In bed again, with all of the lights out and her door locked, she finished listing the credits that accompanied her job and compared them with the previously listed debits. She could not decide which group outweighed the other. But, always optimistic, she finally chose to remain on the job for a few more days in order to see if the atmosphere changed at all.

She never once considered that the atmosphere might change for the worse…

On the edge of sleep, she had such a crazy idea that it woke her completely, and she sat up in bed. She felt certain that Yuri was playing some sort of game, was trying to convince her that he was something he really was not. Couldn't she also explain Alex's odd behavior in the same way? Couldn't his hatred for Michael Harrison be feigned, his abrupt moods carefully calculated? And couldn't Lydia's almost manic cheerfulness, her beatific acceptance of everything, be cultured, a facade? Everyone in Owlsden might be playing parts in some grand act of…

Of what?

Then she told herself this was silly paranoia, the kind of thing you might come up with when you were half asleep. Awake, you could see how absurd it was.

She stretched out again, tossed her hair away from her face, hugged the second pillow to her and, listening to the hooting of the owls overhead, soon went to sleep. She had no nightmares.

CHAPTER 7

Wednesday morning, she ate in her room again, dressed and was downstairs by a quarter of ten. Lydia had left word that she would be in town, talking to the constable about the night patrols to be initiated and that Katherine was free until lunch at one.
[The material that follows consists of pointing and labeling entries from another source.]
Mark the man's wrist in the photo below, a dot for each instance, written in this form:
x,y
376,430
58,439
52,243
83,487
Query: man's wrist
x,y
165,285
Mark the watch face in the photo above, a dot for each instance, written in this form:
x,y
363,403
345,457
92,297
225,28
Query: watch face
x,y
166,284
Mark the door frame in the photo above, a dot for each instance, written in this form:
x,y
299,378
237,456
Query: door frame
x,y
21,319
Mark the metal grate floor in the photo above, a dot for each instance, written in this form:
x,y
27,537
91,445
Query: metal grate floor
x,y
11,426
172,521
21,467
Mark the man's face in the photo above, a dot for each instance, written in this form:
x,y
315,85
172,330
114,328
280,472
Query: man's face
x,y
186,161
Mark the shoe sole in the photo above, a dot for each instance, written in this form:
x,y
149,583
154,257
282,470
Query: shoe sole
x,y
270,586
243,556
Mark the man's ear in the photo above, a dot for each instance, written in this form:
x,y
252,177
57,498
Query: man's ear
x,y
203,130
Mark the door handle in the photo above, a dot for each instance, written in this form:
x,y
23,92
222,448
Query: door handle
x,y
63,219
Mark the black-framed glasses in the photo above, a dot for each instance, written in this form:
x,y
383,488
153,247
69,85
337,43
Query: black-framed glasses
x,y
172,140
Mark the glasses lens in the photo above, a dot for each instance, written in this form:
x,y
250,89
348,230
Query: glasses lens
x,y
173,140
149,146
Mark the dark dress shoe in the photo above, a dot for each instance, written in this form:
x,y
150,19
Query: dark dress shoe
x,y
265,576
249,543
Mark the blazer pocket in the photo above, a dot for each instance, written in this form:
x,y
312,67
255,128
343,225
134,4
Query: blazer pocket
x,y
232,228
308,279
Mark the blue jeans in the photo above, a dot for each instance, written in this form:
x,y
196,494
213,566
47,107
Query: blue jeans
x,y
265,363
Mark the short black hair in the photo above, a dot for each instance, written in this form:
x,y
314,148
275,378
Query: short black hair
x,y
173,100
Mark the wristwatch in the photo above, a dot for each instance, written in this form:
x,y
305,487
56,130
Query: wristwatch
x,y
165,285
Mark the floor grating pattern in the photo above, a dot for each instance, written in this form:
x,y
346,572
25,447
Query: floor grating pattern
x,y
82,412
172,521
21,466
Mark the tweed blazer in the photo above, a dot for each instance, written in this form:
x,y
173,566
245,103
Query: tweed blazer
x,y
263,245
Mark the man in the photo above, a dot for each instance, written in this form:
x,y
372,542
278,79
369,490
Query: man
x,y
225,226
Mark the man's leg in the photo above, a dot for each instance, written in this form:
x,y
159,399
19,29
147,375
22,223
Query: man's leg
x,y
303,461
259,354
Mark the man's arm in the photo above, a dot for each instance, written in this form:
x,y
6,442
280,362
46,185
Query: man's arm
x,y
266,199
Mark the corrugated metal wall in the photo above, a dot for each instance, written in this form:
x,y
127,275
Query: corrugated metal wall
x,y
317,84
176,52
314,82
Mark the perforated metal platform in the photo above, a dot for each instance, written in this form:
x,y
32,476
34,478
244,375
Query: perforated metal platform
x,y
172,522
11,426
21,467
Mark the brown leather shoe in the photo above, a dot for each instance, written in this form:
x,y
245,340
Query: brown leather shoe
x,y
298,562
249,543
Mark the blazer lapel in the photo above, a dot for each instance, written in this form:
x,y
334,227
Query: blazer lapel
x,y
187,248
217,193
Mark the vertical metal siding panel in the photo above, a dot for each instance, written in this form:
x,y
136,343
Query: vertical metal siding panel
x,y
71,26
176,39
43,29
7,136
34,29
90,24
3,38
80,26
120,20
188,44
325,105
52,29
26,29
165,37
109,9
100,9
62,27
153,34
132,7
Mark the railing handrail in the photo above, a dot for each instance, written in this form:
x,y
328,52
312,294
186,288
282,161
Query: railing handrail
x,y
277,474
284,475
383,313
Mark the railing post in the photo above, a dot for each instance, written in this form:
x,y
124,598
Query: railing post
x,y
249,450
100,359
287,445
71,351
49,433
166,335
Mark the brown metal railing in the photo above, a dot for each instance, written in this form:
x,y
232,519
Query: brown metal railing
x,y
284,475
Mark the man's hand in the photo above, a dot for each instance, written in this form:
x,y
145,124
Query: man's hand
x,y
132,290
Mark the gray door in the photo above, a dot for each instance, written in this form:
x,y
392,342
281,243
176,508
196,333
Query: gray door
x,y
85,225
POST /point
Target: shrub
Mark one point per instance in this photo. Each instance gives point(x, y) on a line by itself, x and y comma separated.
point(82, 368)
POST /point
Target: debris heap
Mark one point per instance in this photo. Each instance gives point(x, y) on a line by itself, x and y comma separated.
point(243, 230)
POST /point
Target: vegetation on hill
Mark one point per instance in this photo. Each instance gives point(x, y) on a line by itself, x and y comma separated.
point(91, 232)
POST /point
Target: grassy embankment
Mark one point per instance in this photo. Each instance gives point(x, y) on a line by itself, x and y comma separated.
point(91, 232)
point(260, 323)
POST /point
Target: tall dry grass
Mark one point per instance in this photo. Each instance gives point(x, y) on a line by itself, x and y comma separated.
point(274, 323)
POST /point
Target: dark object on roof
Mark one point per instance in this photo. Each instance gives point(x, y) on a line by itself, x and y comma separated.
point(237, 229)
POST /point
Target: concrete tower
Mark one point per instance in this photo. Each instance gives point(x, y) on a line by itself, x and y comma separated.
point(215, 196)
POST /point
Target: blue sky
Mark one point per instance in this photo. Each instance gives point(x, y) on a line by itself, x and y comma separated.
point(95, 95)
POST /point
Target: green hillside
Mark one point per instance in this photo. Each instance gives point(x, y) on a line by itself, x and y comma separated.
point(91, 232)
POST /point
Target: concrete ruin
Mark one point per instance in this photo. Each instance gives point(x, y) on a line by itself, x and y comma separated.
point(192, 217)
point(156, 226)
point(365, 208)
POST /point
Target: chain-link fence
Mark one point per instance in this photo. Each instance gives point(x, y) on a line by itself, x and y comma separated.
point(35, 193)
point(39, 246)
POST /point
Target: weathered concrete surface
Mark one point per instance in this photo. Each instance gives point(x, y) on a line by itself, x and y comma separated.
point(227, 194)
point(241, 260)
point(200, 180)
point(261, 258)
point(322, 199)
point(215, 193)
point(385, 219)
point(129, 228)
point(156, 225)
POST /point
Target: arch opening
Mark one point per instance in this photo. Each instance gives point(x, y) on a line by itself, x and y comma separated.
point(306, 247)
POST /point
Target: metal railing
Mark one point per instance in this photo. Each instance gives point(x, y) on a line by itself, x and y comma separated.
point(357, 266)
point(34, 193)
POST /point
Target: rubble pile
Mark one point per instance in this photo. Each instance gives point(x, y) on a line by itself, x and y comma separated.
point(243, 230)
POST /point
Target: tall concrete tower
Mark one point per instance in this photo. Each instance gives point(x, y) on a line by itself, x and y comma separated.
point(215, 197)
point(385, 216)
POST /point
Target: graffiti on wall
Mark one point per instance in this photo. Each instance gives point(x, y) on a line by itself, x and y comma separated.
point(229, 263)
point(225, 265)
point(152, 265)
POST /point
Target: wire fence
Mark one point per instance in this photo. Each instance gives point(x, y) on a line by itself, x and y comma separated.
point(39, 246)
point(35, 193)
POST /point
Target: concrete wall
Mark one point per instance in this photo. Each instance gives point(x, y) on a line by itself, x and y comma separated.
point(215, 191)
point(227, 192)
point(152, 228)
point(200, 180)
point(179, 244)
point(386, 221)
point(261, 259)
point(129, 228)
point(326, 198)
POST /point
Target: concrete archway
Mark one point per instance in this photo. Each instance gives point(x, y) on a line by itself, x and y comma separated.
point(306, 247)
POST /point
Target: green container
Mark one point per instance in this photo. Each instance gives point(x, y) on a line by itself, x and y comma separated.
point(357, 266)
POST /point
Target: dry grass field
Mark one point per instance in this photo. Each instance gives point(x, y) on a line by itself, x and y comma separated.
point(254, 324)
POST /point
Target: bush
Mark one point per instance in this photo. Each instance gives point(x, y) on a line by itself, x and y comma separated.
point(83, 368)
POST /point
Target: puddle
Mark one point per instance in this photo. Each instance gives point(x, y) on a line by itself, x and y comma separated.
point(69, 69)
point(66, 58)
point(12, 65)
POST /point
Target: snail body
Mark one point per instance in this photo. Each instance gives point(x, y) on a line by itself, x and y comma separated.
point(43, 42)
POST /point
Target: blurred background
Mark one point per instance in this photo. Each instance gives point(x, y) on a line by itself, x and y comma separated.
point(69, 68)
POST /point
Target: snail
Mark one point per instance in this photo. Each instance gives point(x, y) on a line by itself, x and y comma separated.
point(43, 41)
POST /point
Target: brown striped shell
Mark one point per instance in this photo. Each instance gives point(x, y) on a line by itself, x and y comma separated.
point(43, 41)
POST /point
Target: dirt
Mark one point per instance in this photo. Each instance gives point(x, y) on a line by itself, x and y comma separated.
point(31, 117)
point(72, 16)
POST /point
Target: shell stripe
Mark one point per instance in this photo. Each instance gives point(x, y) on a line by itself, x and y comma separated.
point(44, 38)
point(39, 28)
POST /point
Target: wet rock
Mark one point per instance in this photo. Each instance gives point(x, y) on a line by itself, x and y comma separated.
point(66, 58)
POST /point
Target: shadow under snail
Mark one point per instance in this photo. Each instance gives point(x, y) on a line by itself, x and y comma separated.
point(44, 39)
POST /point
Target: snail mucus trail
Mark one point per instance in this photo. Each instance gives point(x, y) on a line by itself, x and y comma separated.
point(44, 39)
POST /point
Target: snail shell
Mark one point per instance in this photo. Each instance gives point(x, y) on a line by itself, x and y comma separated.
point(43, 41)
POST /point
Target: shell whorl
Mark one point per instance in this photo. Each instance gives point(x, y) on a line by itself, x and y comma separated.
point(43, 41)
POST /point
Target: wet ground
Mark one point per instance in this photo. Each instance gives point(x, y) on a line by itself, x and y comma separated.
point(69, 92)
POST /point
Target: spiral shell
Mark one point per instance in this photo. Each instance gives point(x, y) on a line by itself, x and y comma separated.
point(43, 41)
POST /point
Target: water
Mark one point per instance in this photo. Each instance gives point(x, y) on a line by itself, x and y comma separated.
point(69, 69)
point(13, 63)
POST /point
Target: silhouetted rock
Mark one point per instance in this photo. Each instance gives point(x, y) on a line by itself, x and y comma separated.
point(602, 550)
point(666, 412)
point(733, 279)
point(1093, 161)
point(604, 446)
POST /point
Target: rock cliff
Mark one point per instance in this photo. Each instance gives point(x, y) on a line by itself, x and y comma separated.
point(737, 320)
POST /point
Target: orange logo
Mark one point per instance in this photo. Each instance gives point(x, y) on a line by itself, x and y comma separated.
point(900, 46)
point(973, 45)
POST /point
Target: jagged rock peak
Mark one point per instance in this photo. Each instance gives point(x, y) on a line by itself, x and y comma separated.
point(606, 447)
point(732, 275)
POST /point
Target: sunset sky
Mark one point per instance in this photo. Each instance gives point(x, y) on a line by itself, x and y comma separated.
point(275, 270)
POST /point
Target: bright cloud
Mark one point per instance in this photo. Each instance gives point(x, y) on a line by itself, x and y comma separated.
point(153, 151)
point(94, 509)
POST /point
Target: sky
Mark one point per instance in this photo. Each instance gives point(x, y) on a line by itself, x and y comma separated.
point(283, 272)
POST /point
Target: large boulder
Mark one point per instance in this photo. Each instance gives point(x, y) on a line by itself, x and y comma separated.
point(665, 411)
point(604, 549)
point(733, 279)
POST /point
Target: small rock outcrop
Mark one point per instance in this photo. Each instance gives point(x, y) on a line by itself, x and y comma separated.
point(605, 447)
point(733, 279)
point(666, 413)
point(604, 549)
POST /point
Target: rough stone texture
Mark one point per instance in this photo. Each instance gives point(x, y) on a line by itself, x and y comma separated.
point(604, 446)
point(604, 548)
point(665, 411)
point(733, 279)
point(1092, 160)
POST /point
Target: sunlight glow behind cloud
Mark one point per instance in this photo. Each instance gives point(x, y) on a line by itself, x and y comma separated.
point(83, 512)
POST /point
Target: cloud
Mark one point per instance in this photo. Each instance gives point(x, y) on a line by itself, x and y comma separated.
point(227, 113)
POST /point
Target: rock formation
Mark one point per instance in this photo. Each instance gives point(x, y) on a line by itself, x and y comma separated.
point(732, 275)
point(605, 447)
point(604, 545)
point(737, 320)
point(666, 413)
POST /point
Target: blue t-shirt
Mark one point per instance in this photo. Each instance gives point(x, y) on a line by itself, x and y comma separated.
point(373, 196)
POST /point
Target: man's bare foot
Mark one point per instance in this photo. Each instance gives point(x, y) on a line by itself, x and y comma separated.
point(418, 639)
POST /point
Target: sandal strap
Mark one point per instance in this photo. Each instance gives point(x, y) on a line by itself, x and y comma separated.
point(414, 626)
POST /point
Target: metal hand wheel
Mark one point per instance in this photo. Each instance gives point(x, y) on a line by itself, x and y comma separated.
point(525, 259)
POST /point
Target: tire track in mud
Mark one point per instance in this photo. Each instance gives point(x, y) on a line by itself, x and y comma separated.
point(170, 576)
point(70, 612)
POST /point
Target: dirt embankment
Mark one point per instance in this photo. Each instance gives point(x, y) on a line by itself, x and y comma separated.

Back in her room, she changed into her skiing outfit and went downstairs again, intent on visiting the site of the previous night's bonfire. She wondered what the cultists might have left behind. She did not think this had been a bloody ritual and besides, she was by now rather numbed to the remains of blood sacrifices.

In the kitchen, Patricia Keene was making a fruit salad out of strawberries, fresh peaches, fresh seedless grapes, apples, mandarin oranges and bananas.

“That looks delicious,” Katherine said.

The woman smiled and thanked her. “Going skiing?” she asked. The effort of conversation, on even such a small scale, made her uneasy. She was used to being quiet and left alone and preferred that.

“No,” Katherine said. “Just out for a walk.”

“Not to the woods, I hope.”

Surprised, Katherine said, “Yes, down to the woods.”

“There was a dance there last night, you know.”

“Does Yuri tell you his stories too?”

The woman immediately sensed the skepticism in Katherine's voice and, apparently hurt, lapsed into silence once more. Then she said, in a barely audible murmur, “Just be careful.”